Choosing a Tool: Consider Your Coop and Flock
There is no single "best" tool; the right choice is entirely dependent on your specific system. Before you buy anything, ask yourself a few key questions. Your answers will point you directly to the most effective and efficient tool for your farm.
- What is your bedding? Fine materials like sand or shavings demand a sifting tool, while long-stemmed straw requires a manure fork.
- What is your coop floor? A smooth concrete floor opens up options like a rolling collector, while a dirt floor requires hand tools.
- What is your management style? If you have dropping boards for daily cleaning, a scraper is essential. If you prefer a periodic deep clean, a liner system or a sturdy fork is more important.
- What is your flock size? The needs of a 5-hen backyard coop are vastly different from a 50-hen pastured flock. Scale your tools accordingly to avoid frustration.

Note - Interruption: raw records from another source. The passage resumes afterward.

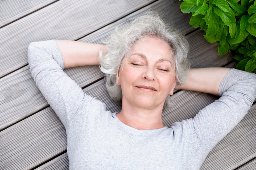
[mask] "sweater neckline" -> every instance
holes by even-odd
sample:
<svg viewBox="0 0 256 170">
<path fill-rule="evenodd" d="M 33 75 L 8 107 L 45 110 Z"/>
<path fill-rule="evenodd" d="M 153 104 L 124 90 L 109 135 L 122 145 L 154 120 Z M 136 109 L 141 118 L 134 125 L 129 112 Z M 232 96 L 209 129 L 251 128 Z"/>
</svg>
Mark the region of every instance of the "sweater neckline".
<svg viewBox="0 0 256 170">
<path fill-rule="evenodd" d="M 120 127 L 126 129 L 130 132 L 132 132 L 133 133 L 147 133 L 149 134 L 154 133 L 156 133 L 159 132 L 165 129 L 168 128 L 167 126 L 165 126 L 164 127 L 160 129 L 151 129 L 148 130 L 138 130 L 137 129 L 131 127 L 130 126 L 128 126 L 127 125 L 126 125 L 120 120 L 117 117 L 116 114 L 118 113 L 118 112 L 114 112 L 112 113 L 112 116 L 113 118 L 115 119 L 117 122 L 117 123 L 119 126 Z"/>
</svg>

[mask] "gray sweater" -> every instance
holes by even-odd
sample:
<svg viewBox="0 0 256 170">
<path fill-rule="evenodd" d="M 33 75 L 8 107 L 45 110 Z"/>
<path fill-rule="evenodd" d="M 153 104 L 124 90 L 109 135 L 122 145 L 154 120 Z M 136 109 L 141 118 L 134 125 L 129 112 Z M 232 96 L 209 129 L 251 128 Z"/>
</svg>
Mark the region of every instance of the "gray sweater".
<svg viewBox="0 0 256 170">
<path fill-rule="evenodd" d="M 28 56 L 36 86 L 66 128 L 70 169 L 198 169 L 256 96 L 255 74 L 232 69 L 221 83 L 221 97 L 193 118 L 169 128 L 138 130 L 67 75 L 55 41 L 31 43 Z"/>
</svg>

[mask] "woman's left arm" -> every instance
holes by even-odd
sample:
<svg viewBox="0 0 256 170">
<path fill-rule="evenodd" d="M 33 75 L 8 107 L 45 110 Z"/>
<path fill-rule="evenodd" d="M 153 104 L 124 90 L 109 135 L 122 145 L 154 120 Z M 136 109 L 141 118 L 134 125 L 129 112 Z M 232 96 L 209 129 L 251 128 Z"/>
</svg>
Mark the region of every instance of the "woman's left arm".
<svg viewBox="0 0 256 170">
<path fill-rule="evenodd" d="M 191 68 L 185 83 L 175 88 L 218 96 L 220 82 L 230 69 L 217 67 Z"/>
<path fill-rule="evenodd" d="M 206 156 L 247 113 L 256 97 L 256 74 L 225 68 L 192 69 L 179 88 L 221 96 L 185 121 Z"/>
</svg>

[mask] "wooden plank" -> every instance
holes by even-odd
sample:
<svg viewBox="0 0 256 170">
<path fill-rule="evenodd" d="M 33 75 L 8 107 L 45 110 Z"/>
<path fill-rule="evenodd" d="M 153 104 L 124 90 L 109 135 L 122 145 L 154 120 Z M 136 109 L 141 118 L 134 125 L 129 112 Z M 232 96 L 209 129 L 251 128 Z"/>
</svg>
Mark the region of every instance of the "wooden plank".
<svg viewBox="0 0 256 170">
<path fill-rule="evenodd" d="M 82 87 L 102 78 L 96 66 L 68 69 L 65 72 Z M 48 105 L 36 86 L 27 66 L 0 79 L 0 129 L 22 120 Z"/>
<path fill-rule="evenodd" d="M 256 169 L 256 159 L 254 159 L 238 169 L 237 170 L 254 170 Z"/>
<path fill-rule="evenodd" d="M 55 1 L 2 1 L 0 6 L 0 28 Z"/>
<path fill-rule="evenodd" d="M 185 15 L 182 15 L 179 8 L 177 8 L 179 5 L 178 3 L 180 3 L 177 2 L 172 3 L 164 0 L 157 1 L 79 41 L 102 43 L 102 39 L 112 33 L 117 26 L 121 27 L 127 25 L 133 19 L 150 11 L 160 14 L 167 14 L 171 11 L 180 14 L 182 17 L 179 17 L 179 19 L 175 19 L 174 15 L 166 15 L 164 18 L 169 21 L 169 24 L 177 24 L 176 28 L 183 30 L 185 31 L 183 32 L 185 34 L 186 32 L 190 31 L 194 29 L 188 24 L 189 18 Z M 180 20 L 184 22 L 182 22 Z M 186 20 L 188 20 L 185 22 Z M 178 25 L 177 22 L 182 23 Z M 200 39 L 202 39 L 201 38 Z M 97 67 L 95 66 L 80 67 L 70 68 L 65 71 L 82 87 L 103 77 L 103 74 Z M 3 77 L 0 79 L 0 99 L 2 99 L 0 101 L 0 112 L 3 115 L 0 117 L 0 130 L 27 117 L 47 105 L 34 86 L 27 66 Z"/>
<path fill-rule="evenodd" d="M 254 104 L 242 121 L 210 152 L 200 170 L 233 170 L 256 157 L 255 114 Z"/>
<path fill-rule="evenodd" d="M 0 77 L 27 63 L 30 42 L 77 39 L 153 1 L 60 0 L 2 28 Z"/>
<path fill-rule="evenodd" d="M 30 169 L 67 149 L 63 125 L 48 107 L 0 132 L 0 169 Z"/>
<path fill-rule="evenodd" d="M 68 158 L 68 153 L 66 152 L 40 166 L 35 170 L 68 170 L 69 169 Z"/>
<path fill-rule="evenodd" d="M 207 42 L 203 37 L 205 34 L 204 31 L 198 31 L 186 36 L 190 46 L 188 56 L 191 68 L 207 67 L 209 66 L 209 64 L 211 67 L 220 67 L 231 61 L 233 59 L 231 53 L 229 52 L 224 55 L 218 56 L 218 44 Z M 200 36 L 201 38 L 194 40 L 197 36 Z M 201 57 L 195 57 L 196 55 Z"/>
<path fill-rule="evenodd" d="M 105 31 L 106 29 L 103 29 L 103 31 Z M 217 44 L 207 42 L 202 35 L 203 33 L 203 32 L 197 30 L 187 36 L 190 44 L 200 44 L 193 47 L 197 50 L 191 51 L 189 53 L 189 59 L 192 67 L 221 67 L 232 61 L 230 53 L 223 56 L 218 56 Z M 103 36 L 102 34 L 100 35 L 101 35 L 97 37 L 95 41 L 99 41 Z M 91 42 L 93 39 L 91 37 L 89 36 L 88 39 L 84 38 L 81 41 L 88 40 Z M 201 41 L 203 43 L 201 43 Z M 207 51 L 206 49 L 207 49 Z M 208 58 L 205 57 L 205 55 L 207 55 Z M 72 68 L 65 71 L 81 87 L 102 78 L 103 76 L 95 66 Z M 28 66 L 0 79 L 0 99 L 2 99 L 0 101 L 0 113 L 2 115 L 0 117 L 0 129 L 27 117 L 47 105 L 35 85 Z M 164 115 L 165 113 L 163 113 Z"/>
<path fill-rule="evenodd" d="M 178 29 L 182 34 L 185 35 L 195 29 L 189 24 L 190 14 L 183 14 L 179 8 L 181 2 L 178 1 L 159 0 L 82 38 L 79 41 L 101 44 L 102 39 L 105 39 L 113 32 L 117 26 L 120 28 L 123 28 L 138 17 L 150 11 L 158 13 L 168 25 Z M 170 11 L 172 12 L 170 13 Z M 179 17 L 177 17 L 177 16 Z M 100 38 L 97 38 L 97 41 L 95 41 L 95 38 L 98 37 L 100 37 Z"/>
</svg>

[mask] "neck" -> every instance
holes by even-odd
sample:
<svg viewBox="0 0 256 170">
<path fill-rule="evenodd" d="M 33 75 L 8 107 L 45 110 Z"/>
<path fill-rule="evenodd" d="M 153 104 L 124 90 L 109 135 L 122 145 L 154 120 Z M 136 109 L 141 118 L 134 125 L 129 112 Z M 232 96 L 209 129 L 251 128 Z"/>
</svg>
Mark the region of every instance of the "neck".
<svg viewBox="0 0 256 170">
<path fill-rule="evenodd" d="M 138 130 L 149 130 L 164 127 L 162 120 L 163 107 L 148 110 L 123 105 L 116 114 L 124 123 Z"/>
</svg>

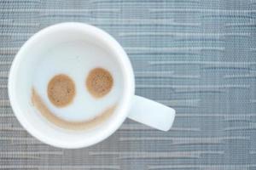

From Coop to Compost Pile: Best Practices
Collecting the manure is only the first step. To turn that raw material into "black gold" for your garden, you need to compost it properly. Chicken manure is extremely high in nitrogen (a "green" material), and if piled up alone, it will become a slimy, smelly, anaerobic mess. The key is to balance it with carbon-rich "brown" materials.
A good rule of thumb is to aim for a ratio of about 2 parts carbon to 1 part nitrogen by volume. If you’re collecting pure manure from a dropping board, you’ll need to add plenty of browns like fall leaves, straw, wood chips, or shredded cardboard. If you’re collecting manure already mixed with pine shavings or straw bedding, much of your carbon is already included. A well-managed compost pile should be damp like a wrung-out sponge and will heat up as microbes get to work, breaking everything down into safe, stable, and nutrient-rich soil amendment.
Integrating Collection Into Your Farm Routine
The most effective tools are the ones that get used consistently. The key to successful manure management is to build it into your daily or weekly routine, just like feeding and watering. "Habit stacking" is a powerful technique here: every time you go to collect eggs, take 30 seconds to scrape the dropping board. When you do your weekly waterer scrub, take five minutes to sift a section of the deep litter.
By integrating this task into your existing rhythm, it ceases to be a monumental chore you put off. Instead, it becomes a small, manageable part of a larger, productive system. You’re not just "cleaning the coop"; you’re actively harvesting fertility for your garden, closing the loop on your homestead’s nutrient cycle and turning a waste product into one of your most valuable assets.
Ultimately, the right manure collector is the one that bridges the gap between a messy chore and a productive outcome. By matching your tool to your specific coop system, you transform a daily nuisance into a simple, efficient harvest. This simple choice makes your compost better, your chickens healthier, and your farm more sustainable.